LIZ JONES’S DIARY: In which David wants me to say sorry

It was the first hot Sunday of the year. I was feeling optimistic. The puppies didn’t need their paws washing – yay! Then I got a text from David. Doooommmmm!!!!! Gaaaahhhh!

‘I didn’t leave you. You pushed me away. How can I, or anyone, be in a relationship with someone who cannot say sorry or admit when they are wrong.’

OK. Let me count the ways this is wrong. Why in God’s name should I say I’m sorry? I am so angry I can barely type. But I am a professional. I open a Word file, and I type*.

‘Who is this? Oh, David. Hi. When you met me for dinner at Mildreds the other week, you behaved abominably. First of all, you grew a beard. This is tantamount to laziness. Second of all, you were miserable and combative. Do you really think, with everything that has gone on in my life – I have just heard from the Official Receiver after numerous times of asking that the cottage I bought for my sister, and which I paid the mortgage on for six years, has been ‘formally transferred to her’; why is she not homeless when I am? – that I need a boyfriend to be yet another adversary? I needed you to be on my side! To be thinking of me, not you!

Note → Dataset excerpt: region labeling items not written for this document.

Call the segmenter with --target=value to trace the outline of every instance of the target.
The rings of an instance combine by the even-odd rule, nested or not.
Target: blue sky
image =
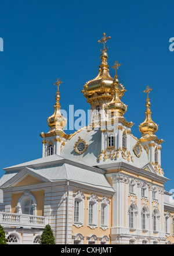
[[[174,37],[172,1],[6,1],[1,3],[0,176],[3,168],[42,157],[41,132],[54,110],[59,78],[60,104],[87,111],[81,93],[98,74],[103,32],[110,36],[108,64],[121,63],[119,80],[127,92],[125,115],[135,125],[144,120],[148,85],[156,135],[163,139],[162,167],[167,190],[174,188]],[[114,71],[110,68],[112,76]],[[67,133],[71,133],[70,131]]]

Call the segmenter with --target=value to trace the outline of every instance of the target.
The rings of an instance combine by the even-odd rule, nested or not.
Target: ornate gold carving
[[[149,147],[155,147],[156,145],[154,143],[150,143],[148,144],[148,146]]]
[[[82,151],[79,152],[78,149],[77,149],[77,146],[80,143],[80,142],[83,142],[84,143],[84,149]],[[88,145],[86,144],[86,142],[85,141],[84,141],[84,139],[82,139],[81,138],[80,136],[78,137],[78,140],[75,142],[74,148],[75,149],[75,150],[77,153],[78,153],[78,154],[81,155],[82,154],[86,149],[86,148],[88,147]]]
[[[43,144],[46,144],[47,143],[47,141],[42,141],[42,143]]]
[[[137,146],[139,146],[139,147],[140,148],[140,152],[139,152],[139,153],[138,153],[137,152],[137,150],[136,150],[136,147],[137,147]],[[137,157],[139,157],[140,156],[141,153],[142,153],[142,146],[140,144],[140,143],[139,143],[139,142],[137,142],[135,144],[135,145],[134,146],[134,147],[133,148],[133,152],[134,152],[135,154],[136,155],[136,156]]]
[[[56,138],[55,139],[54,139],[54,141],[55,142],[57,142],[57,141],[58,141],[59,142],[61,142],[61,139],[60,138]]]
[[[104,33],[103,34],[103,37],[100,40],[98,41],[98,43],[102,43],[102,44],[103,44],[103,50],[101,50],[101,51],[103,53],[103,52],[106,52],[106,51],[108,50],[108,47],[107,48],[107,49],[105,48],[105,44],[107,42],[107,40],[108,40],[109,39],[111,38],[110,36],[108,36],[108,37],[107,37],[106,36],[106,33]]]

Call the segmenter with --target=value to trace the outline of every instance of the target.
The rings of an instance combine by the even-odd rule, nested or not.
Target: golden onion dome
[[[144,122],[142,122],[139,126],[139,129],[140,132],[142,132],[142,135],[146,134],[153,134],[154,135],[158,129],[158,125],[155,124],[151,119],[151,112],[150,111],[151,103],[150,102],[150,99],[148,97],[148,93],[152,89],[150,89],[149,86],[147,87],[146,90],[144,91],[144,93],[147,93],[147,97],[146,100],[146,111],[145,112],[146,118]]]
[[[56,104],[55,104],[55,112],[54,114],[50,117],[48,117],[47,120],[47,124],[50,127],[50,130],[57,130],[63,131],[63,128],[66,127],[67,124],[67,120],[63,117],[60,113],[60,92],[59,90],[59,87],[62,82],[60,81],[59,79],[57,79],[56,83],[55,85],[57,86],[57,91],[55,96]]]

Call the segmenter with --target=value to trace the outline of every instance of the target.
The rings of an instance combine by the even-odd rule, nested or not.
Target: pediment
[[[145,170],[146,171],[149,171],[150,173],[156,174],[155,171],[154,170],[154,168],[153,167],[150,163],[148,163],[148,164],[146,164],[144,167],[143,167],[142,169]]]
[[[48,181],[49,180],[36,173],[34,169],[24,167],[4,183],[2,188],[31,185]]]

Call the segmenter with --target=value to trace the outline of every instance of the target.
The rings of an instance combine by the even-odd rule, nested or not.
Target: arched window
[[[87,237],[88,241],[88,244],[96,244],[97,243],[97,237],[96,235],[93,234]]]
[[[34,239],[33,243],[39,244],[40,244],[40,241],[41,241],[41,236],[37,236]]]
[[[51,156],[53,154],[53,145],[52,144],[50,144],[48,146],[48,156]]]
[[[27,199],[24,204],[23,212],[24,214],[33,215],[33,201],[31,198]]]
[[[158,209],[157,204],[155,205],[155,209],[153,212],[153,232],[154,233],[158,232],[159,229],[159,222],[160,218],[160,212]]]
[[[157,231],[157,213],[154,211],[153,215],[153,230]]]
[[[108,228],[110,201],[104,197],[100,201],[100,227],[105,230]]]
[[[37,202],[35,197],[28,190],[20,198],[16,206],[17,213],[37,215]]]
[[[130,194],[135,193],[135,180],[133,179],[129,180],[129,193]]]
[[[80,227],[84,225],[85,196],[80,191],[77,191],[74,199],[74,225]]]
[[[158,150],[157,149],[155,150],[155,162],[158,163]]]
[[[84,238],[85,237],[79,233],[72,236],[73,244],[83,244]]]
[[[125,132],[122,134],[122,146],[123,148],[126,148],[126,135]]]
[[[18,240],[16,236],[14,234],[10,234],[8,237],[8,244],[17,244]]]
[[[108,146],[114,146],[114,135],[113,134],[110,134],[108,135]]]
[[[146,212],[143,208],[142,211],[142,228],[143,230],[146,229]]]
[[[129,207],[129,229],[135,230],[136,229],[136,216],[137,215],[137,208],[135,204],[135,200],[133,197],[130,199],[131,204]]]
[[[98,115],[99,114],[99,111],[100,110],[100,108],[99,105],[96,106],[96,115]]]
[[[130,207],[129,209],[129,227],[130,229],[133,229],[134,226],[134,218],[133,218],[133,209],[132,206]]]
[[[95,229],[98,223],[98,202],[99,198],[92,194],[88,199],[88,226]]]

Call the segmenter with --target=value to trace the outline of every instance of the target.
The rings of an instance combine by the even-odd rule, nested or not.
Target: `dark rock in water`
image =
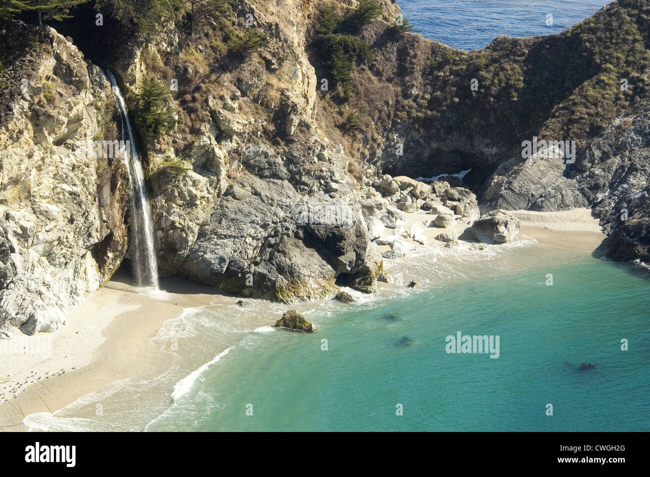
[[[275,326],[301,331],[315,331],[317,329],[313,324],[305,318],[302,313],[296,310],[289,310],[276,322]]]
[[[352,296],[347,292],[339,292],[334,296],[334,300],[338,300],[343,303],[350,303],[354,301]]]
[[[410,346],[413,344],[413,340],[408,336],[403,336],[395,341],[396,346]]]

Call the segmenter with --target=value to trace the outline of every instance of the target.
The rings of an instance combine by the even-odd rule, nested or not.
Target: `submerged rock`
[[[413,340],[409,338],[408,336],[403,336],[398,340],[395,341],[395,346],[398,347],[402,346],[410,346],[413,344]]]
[[[287,311],[282,315],[282,318],[276,322],[275,327],[290,328],[301,331],[315,331],[317,329],[313,324],[307,320],[302,313],[296,310]]]
[[[440,240],[441,242],[447,242],[447,243],[457,242],[458,240],[458,234],[452,230],[448,230],[436,235],[436,240]]]
[[[343,303],[351,303],[354,301],[352,296],[347,292],[339,292],[334,296],[334,300],[337,300]]]
[[[486,244],[510,242],[519,231],[521,222],[500,209],[488,212],[472,225],[472,233]]]

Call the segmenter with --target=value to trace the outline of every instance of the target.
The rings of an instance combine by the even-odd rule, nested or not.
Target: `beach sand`
[[[604,238],[597,220],[586,209],[512,213],[522,221],[515,240],[592,251]],[[427,237],[424,246],[409,242],[416,248],[440,248],[444,253],[445,244],[435,240],[443,229],[425,227],[424,224],[432,218],[434,216],[421,211],[408,214],[406,227],[419,227]],[[457,220],[454,230],[463,238],[467,237],[469,227],[467,221],[462,219]],[[390,232],[387,229],[384,235]],[[382,246],[378,251],[389,249]],[[391,268],[399,268],[396,261],[392,261]],[[165,321],[179,315],[186,308],[211,303],[232,305],[239,300],[215,294],[213,287],[177,278],[162,280],[161,288],[166,291],[157,295],[136,292],[129,281],[127,276],[118,274],[84,303],[68,309],[68,324],[53,333],[26,338],[14,335],[14,340],[24,339],[28,346],[30,341],[40,340],[40,348],[38,353],[0,354],[0,431],[28,430],[22,424],[25,416],[53,413],[79,396],[117,380],[155,376],[168,363],[160,359],[159,354],[153,352],[150,340]],[[394,283],[380,285],[382,294],[395,287]],[[305,311],[318,305],[302,305],[299,309]],[[272,325],[279,317],[273,313],[258,313],[256,316],[249,316],[248,324],[252,326]],[[48,341],[51,343],[51,349]],[[32,346],[31,350],[34,349]],[[138,365],[134,366],[136,363]]]

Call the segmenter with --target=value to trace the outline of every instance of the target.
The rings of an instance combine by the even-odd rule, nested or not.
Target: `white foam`
[[[467,169],[466,171],[461,171],[460,172],[456,172],[455,174],[440,174],[439,175],[434,175],[432,177],[418,177],[416,181],[426,181],[426,182],[436,182],[436,181],[439,181],[441,177],[458,177],[461,180],[465,178],[469,171],[471,169]]]
[[[259,328],[255,328],[253,330],[253,333],[261,333],[262,334],[266,334],[267,333],[273,333],[276,331],[276,329],[272,326],[266,325],[266,326],[260,326]]]
[[[231,350],[234,349],[234,348],[235,345],[233,344],[229,348],[219,353],[219,354],[216,355],[216,356],[214,357],[214,359],[211,361],[206,363],[200,368],[192,371],[190,374],[176,383],[174,387],[174,391],[172,391],[172,400],[173,401],[176,401],[179,398],[182,398],[183,396],[187,396],[189,394],[190,391],[192,391],[192,388],[194,387],[194,383],[200,380],[202,380],[201,379],[201,375],[203,373],[203,372],[209,369],[215,363],[221,361],[221,358],[224,357],[224,356],[229,353]]]

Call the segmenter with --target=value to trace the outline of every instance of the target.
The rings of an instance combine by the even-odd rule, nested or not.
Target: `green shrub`
[[[230,51],[239,54],[257,51],[268,44],[266,35],[256,28],[248,28],[243,33],[235,34],[229,41]]]
[[[352,12],[352,21],[357,28],[362,28],[384,14],[384,7],[377,0],[359,0]]]

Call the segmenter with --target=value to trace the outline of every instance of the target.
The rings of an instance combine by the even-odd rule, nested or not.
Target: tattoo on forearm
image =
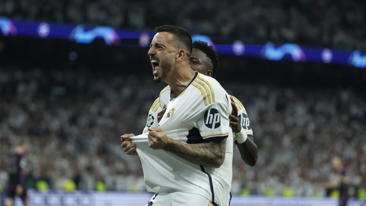
[[[165,149],[191,162],[216,168],[220,166],[225,159],[226,147],[226,139],[190,144],[172,140]]]

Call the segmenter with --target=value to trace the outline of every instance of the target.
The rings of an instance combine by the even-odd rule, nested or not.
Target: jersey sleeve
[[[210,104],[204,113],[203,118],[197,122],[199,133],[205,142],[224,139],[231,132],[229,124],[227,105],[220,103]]]
[[[149,127],[156,127],[158,125],[158,113],[161,110],[160,107],[160,98],[158,98],[154,102],[153,105],[149,110],[149,114],[146,120],[145,128],[143,128],[142,133],[147,132],[147,128]]]
[[[248,114],[245,110],[245,108],[238,99],[232,96],[231,97],[234,100],[234,103],[235,103],[235,105],[238,109],[238,115],[239,117],[240,124],[242,125],[242,129],[240,133],[243,135],[246,135],[247,136],[253,136],[253,131],[250,127],[250,121],[248,117]],[[234,141],[236,141],[235,133],[234,133],[233,135]]]

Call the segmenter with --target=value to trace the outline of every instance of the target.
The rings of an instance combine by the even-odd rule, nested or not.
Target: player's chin
[[[163,80],[162,79],[161,77],[159,77],[157,75],[156,76],[154,75],[154,81],[157,83],[160,83],[163,81]]]

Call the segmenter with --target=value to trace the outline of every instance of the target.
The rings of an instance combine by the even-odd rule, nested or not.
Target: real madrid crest
[[[174,114],[174,111],[175,111],[175,108],[173,107],[172,109],[169,110],[169,111],[168,112],[167,114],[165,115],[165,117],[167,118],[169,118],[173,115],[173,114]]]

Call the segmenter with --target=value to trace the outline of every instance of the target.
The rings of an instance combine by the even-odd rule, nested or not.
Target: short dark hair
[[[183,47],[187,57],[189,58],[192,54],[192,37],[186,30],[175,26],[165,25],[156,27],[154,30],[156,33],[165,32],[173,34],[174,38],[179,43],[179,45],[181,44]]]
[[[212,77],[214,77],[219,70],[220,62],[219,60],[219,56],[216,54],[216,51],[213,50],[212,46],[209,46],[207,43],[201,40],[193,42],[193,48],[200,50],[206,54],[212,63]]]

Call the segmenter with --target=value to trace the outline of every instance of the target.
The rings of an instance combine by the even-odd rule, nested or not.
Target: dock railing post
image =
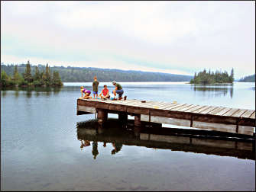
[[[134,126],[141,126],[141,114],[134,114]]]
[[[128,122],[128,114],[125,112],[118,113],[118,121],[122,124],[126,124]]]
[[[108,113],[102,109],[98,109],[97,117],[99,124],[102,125],[108,119]]]

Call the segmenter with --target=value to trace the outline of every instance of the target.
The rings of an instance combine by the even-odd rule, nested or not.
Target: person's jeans
[[[118,94],[118,98],[122,98],[122,95],[124,94],[124,91],[122,89],[115,90],[115,92]]]

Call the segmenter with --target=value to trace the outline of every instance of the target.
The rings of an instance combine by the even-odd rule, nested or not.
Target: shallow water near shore
[[[100,82],[99,90],[103,85],[114,88]],[[255,109],[255,83],[121,85],[128,99]],[[91,82],[2,90],[2,190],[255,190],[251,142],[242,142],[239,151],[230,147],[233,141],[216,140],[223,145],[214,149],[145,141],[140,134],[148,133],[136,135],[132,126],[121,130],[115,123],[99,130],[94,114],[76,116],[81,85],[92,90]]]

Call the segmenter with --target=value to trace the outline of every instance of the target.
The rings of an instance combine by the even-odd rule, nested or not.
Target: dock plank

‘So, tell me exactly, how “wrong” am I? Your friends wrote on Mumsnet they saw me sniffing coke. You took me to Ramsgate for my birthday with the caveat that you “might not be able to pay for the hotel”. You bought me a Biro for my birthday. You were annoyed, chippy, when women, fans, came up to me over dinner.

‘Listen. You were the love of my life; note the past tense. When I met you in 1983, I would have died for you. I think I became a success – and I was a success, once; I’m award-winning – because I wanted to be the best I could be for you, should we ever cross paths again. I yearned for your small pale eyes and snaky body with every fibre of my being.

‘Yet you are the disappointment, not me. I am bloody fantastic. I am funny. I have taste. I am hard working. I am generous. My dogs love me. I remember, when I paid for my sister and her son to go to our niece’s wedding, and we arrived at the hotel – The Hempel in West London; no longer there, sadly – that my nephew piped up ironically to his mum, “I don’t think Aunty Liz has bothered to push the boat out this time, do you?” And yet later she still threw the Burberry bag and matching shoes and tweed Alberta Ferretti dress I’d gifted her in my face.

‘You see, the trouble is when you are nice and fantastic and funny and compassionate and clever, people see you as their lifeline. They simultaneously resent you. They hate you. And they want more. They want an easy ride.

‘I think you put me on a pedestal, then decided to hate me because I made you feel even smaller than you actually are. Like that time I asked you to mow the lawn (when I owned a lawn!), and you didn’t know how to start the mower. Like that time you went grocery shopping in St Tropez in my brand new Merc and got a speeding ticket and frightened the hell out of my friend Dawn. (Oh, and FYI, the pasta you made was soggy.)

‘What on earth makes you think that you can have me? With no effort. No poems. No jewellery. No fun. No colourful anecdotes. With nothing, nothing, nothing but a saggy bum and a wet-nappy expression.

‘Well, here’s a newsflash. You don’t get me. I am too valuable. I am precious. I am unique. I have finally woken up to the fact that I deserve better. I deserve to be courted, wooed and treated like a princess. You wanted me to make your life better. Trouble is, you brought nothing into mine. I am as mad as hell and I’m not going to take it any more!

‘With no regrets. Regards. Liz Jones.’

I didn’t send any of this to him. He can read it all here.

*He also described my career as being ‘a typist’.